Anamorfoz, görsel sanatlarda kullanılan bir teknik: Belirli bir noktadan ya da bir prizma aracılığıyla, baktığınızda görebildiğiniz ve …
Anamorfoz, görsel sanatlarda kullanılan bir teknik: Belirli bir noktadan ya da bir prizma aracılığıyla, baktığınızda görebildiğiniz ve anlayabildiğiniz, ama onun dışında baktığınızda sadece çeşitli eşya ve cisimleri gördüğünüz bir eser! Hani körlerin fili tanımlaması gibi biri kuyruğunu tutmuş, biri kulağını, kim neyi tuttuysa onu anlatmış, filin bütününü görememişler!

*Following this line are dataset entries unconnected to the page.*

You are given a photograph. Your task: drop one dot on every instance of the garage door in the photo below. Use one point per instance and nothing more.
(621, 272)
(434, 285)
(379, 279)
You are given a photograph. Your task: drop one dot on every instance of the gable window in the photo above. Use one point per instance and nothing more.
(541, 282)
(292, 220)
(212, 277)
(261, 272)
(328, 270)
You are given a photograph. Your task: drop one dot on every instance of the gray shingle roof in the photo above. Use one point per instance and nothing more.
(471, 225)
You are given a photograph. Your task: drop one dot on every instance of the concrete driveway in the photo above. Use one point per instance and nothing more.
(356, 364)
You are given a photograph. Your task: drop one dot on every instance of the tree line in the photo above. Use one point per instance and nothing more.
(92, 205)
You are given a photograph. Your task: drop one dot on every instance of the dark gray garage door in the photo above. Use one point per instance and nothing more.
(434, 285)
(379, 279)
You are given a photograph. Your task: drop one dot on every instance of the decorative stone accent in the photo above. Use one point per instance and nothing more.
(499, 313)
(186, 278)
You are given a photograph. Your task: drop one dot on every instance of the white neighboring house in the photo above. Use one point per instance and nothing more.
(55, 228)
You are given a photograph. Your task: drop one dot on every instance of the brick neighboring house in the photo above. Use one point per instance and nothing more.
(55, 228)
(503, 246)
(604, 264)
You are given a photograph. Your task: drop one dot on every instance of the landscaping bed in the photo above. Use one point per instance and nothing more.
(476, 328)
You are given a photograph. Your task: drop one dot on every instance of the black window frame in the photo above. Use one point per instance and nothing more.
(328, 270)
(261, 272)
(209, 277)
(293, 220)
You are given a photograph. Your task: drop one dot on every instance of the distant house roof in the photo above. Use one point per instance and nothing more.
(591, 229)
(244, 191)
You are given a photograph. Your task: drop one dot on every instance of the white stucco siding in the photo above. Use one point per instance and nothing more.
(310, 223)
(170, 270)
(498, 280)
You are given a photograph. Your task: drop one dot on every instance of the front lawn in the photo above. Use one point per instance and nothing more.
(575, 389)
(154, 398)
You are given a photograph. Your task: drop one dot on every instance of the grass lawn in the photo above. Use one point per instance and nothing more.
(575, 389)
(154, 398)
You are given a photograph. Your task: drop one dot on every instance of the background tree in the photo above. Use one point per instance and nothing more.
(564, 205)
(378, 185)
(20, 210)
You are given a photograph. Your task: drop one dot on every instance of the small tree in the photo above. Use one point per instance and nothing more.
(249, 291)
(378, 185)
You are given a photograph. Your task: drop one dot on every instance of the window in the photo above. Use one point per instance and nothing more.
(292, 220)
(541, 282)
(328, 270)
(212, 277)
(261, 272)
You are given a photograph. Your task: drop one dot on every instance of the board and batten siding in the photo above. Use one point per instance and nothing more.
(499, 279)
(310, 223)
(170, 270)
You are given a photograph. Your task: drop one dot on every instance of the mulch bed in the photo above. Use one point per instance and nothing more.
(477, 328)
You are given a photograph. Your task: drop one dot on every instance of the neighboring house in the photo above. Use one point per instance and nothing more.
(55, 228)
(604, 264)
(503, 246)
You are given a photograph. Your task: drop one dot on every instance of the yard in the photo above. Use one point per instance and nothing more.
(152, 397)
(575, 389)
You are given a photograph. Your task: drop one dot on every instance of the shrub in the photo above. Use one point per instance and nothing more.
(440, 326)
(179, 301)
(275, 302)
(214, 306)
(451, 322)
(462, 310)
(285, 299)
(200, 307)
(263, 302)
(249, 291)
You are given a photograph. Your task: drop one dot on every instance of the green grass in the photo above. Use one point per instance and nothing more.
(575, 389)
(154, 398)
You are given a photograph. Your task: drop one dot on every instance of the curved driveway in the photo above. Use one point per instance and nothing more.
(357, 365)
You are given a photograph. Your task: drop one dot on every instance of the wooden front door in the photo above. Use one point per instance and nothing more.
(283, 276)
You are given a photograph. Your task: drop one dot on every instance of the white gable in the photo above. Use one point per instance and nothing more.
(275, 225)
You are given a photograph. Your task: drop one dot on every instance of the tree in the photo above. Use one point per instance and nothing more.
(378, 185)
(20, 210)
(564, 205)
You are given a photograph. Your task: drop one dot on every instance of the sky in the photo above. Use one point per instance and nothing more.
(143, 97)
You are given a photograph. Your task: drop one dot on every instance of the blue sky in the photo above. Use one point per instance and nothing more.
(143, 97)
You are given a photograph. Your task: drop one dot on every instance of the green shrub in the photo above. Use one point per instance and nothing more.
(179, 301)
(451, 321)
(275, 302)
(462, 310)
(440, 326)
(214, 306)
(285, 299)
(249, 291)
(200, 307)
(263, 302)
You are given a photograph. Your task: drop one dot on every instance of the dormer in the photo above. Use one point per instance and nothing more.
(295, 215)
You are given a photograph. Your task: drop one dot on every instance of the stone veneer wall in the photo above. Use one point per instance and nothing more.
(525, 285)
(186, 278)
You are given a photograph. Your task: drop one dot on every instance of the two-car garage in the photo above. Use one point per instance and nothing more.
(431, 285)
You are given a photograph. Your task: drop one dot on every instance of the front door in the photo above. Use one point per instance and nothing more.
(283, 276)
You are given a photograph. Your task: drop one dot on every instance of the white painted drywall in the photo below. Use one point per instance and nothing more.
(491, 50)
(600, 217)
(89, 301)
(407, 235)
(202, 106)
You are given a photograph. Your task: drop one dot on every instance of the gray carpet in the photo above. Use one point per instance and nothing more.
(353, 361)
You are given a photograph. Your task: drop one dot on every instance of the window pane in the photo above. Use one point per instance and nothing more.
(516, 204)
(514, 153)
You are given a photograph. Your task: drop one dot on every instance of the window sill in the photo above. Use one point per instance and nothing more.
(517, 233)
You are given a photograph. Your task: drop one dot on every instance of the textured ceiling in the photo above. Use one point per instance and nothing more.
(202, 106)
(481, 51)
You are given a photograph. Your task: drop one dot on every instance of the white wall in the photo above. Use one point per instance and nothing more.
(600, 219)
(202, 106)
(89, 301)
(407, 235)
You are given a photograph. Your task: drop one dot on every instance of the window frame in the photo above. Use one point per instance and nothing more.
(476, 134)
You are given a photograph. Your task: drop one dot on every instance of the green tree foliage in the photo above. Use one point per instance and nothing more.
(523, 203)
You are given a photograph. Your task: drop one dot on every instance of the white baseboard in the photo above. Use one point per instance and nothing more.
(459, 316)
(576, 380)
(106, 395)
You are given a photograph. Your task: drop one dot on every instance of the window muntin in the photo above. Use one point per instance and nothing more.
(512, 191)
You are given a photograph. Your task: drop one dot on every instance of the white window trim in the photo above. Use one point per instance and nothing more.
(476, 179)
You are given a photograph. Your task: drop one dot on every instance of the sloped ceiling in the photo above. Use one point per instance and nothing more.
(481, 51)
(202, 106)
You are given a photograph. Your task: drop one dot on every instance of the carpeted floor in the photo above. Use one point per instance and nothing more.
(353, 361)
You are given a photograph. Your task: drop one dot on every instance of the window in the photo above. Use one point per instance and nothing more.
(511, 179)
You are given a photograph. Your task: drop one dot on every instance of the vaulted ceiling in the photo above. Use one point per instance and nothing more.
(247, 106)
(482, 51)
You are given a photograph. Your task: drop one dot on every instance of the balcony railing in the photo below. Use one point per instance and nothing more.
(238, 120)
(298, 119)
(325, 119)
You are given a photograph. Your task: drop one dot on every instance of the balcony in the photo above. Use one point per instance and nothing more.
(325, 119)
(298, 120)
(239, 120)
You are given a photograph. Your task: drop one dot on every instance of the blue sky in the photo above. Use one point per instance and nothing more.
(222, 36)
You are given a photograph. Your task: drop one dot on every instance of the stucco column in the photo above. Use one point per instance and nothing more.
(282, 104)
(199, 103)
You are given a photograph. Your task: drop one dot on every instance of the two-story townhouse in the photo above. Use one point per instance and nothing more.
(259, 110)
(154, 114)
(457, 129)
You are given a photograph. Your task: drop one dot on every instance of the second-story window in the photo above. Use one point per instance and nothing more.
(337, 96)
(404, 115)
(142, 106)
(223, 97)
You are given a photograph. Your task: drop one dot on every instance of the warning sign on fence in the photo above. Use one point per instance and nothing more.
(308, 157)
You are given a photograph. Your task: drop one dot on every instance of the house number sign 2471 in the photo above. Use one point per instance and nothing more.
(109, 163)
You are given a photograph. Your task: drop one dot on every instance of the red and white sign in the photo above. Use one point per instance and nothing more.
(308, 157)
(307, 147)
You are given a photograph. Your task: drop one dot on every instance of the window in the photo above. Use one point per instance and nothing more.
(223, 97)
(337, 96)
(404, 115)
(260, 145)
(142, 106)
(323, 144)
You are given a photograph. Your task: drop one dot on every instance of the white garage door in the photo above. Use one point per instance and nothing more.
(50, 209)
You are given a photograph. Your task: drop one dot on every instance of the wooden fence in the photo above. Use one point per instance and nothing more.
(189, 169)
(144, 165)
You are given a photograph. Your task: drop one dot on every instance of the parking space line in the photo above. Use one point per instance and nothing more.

Çekyalı heykeltıraş Patrick Prosko, eserlerini bu yöntemle yapıyor. Mermer işi yapan Temmer Marble’ın sahibi iş insanı Rüstem Çetinkaya kendisinden bir Atatürk portresi yapmasını isteyince önce siyasetle ilgisi olmadığını ve siyasi kişiler üzerine çalışmak istemediğini söylüyor ama Atatürk’ün kimliğini araştırmaya başlayınca onun bir siyasetçi değil, yüzyılın en önemli devrimcisi, yok olmuş bir ülkeyi yeniden yaratan bir lider, bir önder, bir komutan, bir bilim insanı, bir ulusun Ata’sı olduğunu anlayınca öyle bir şevkle koyuluyor ki işe sonunda harika bir eser çıkıyor ortaya. Atatürk’ün kullandığı eşyaları ve önem verdiği değerleri simgeleyen 93 temada tam 539 parça seçiliyor, antikacılardan. Rüstem Çetinkaya için en zoru da bu olmuş galiba! Bunların tarihi eser olmadığı tek tek belgeleniyor ve hepsi paketlenip Çekya’ya sanatçının atölyesine gönderiliyor. Çalışma orada tamamlanıyor. Bu aslında biraz da deli işi.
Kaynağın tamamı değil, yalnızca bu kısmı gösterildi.